La mise en œuvre des engagements pris à Doha et à Washington pour le retour d’une paix durable à l’Est du pays est, à n’en point douter, une préoccupation centrale du gouvernement Suminwa. C’est pour passer à l’action que la Première ministre a reçue, le lundi 9 février, l’équipe dirigeante de la MONUSCO conduite par Jean-Pierre Lacroix, Secrétaire général adjoint des Nations unies en charge des opérations de paix. Cette rencontre de haut niveau s’est tenue en présence du vice-Premier ministre en charge de l’Intérieur, Sécurité et Affaires coutumières, Jacquemain Shabani, et du ministre de l’Intégration régionale, Floribert Anzuluni.
Au menu de leurs entretiens: la mise en œuvre des engagements pris lors des discussions de Washington aux États-Unis et de Doha à Qatar, dans le but de favoriser le progrès et la stabilisation de la partie Est de la RD-Congo, en proie à une insécurité persistante. Au sortir de cette audience, indique une dépêche de la Primature, Jean-Pierre Lacroix a réaffirmé la disponibilité totale de la MONUSCO à accompagner les efforts du gouvernement RD-congolais dans le cadre de l’application desdits engagements.

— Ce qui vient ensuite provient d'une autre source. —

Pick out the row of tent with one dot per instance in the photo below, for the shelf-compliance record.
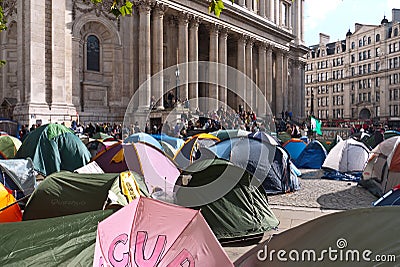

«Nous avons parlé de la mise en œuvre des engagements pris à Washington et à Doha, lesquels doivent amener le progrès et la stabilisation à l’Est de la RD-Congo. Nous l’espérons fortement. Nous avons dit à Madame la Première ministre que la MONUSCO est prête à jouer tout son rôle, en commençant le plus vite possible, pour soutenir les efforts en vue d’un cessez-le-feu, d’abord à Uvira, puis progressivement dans le reste de la zone affectée par la situation actuelle», a-t-il déclaré.
Il a ajouté que des dispositions concrètes sont déjà en cours pour rendre opérationnel ce soutien. «Nous avons des plans pour opérationnaliser le plus vite possible l’appui au cessez-le-feu et aux autres engagements pris à Washington. Nous sommes mandatés par le Conseil de sécurité pour soutenir ces recommandations. C’était le message principal que nous avons partagé avec la Première ministre», a-t-il précisé.
Abordant la question du retour de l’autorité de l’État sur l’ensemble du pays, Jean-Pierre Lacroix a insisté sur son caractère essentiel pour une paix durable. «Le retour de la présence de l’État sur l’ensemble de l’Est de la RD-Congo est absolument fondamental. Le M23 s’est retiré d’Uvira dans un premier temps. Des efforts sont en cours, et les membres du gouvernement y travaillent activement», a-t-il souligné.
Il a renchéri que les recommandations issues des processus de Washington et de Doha mettent l’accent sur plusieurs axes prioritaires, notamment le respect strict du cessez-le-feu, le retrait des groupes armés des zones occupées, la protection des civils, le renforcement de la coopération régionale ainsi que le rétablissement progressif de l’autorité de l’État dans les territoires affectés par l’insécurité. Cela est conforme au deuxième pilier du programme d’actions gouvernemental relatif à la protection du territoire national et à la sécurisation de tous les citoyens.
Pour le commun des mortels, la MONUSCO, à côté du gouvernement de la République, doit s’investir davantage dans l’intensification de cette mise en œuvre des engagements, de sorte que ce qui était hier un rêve devienne une réalité objectivement observable. À commencer par le strict respect du cessez-le-feu, souvent violé par les assaillants, comme ne cessent de le fustiger les Forces armées de la République démocratique du Congo -FARDC- dans leurs différents communiqués.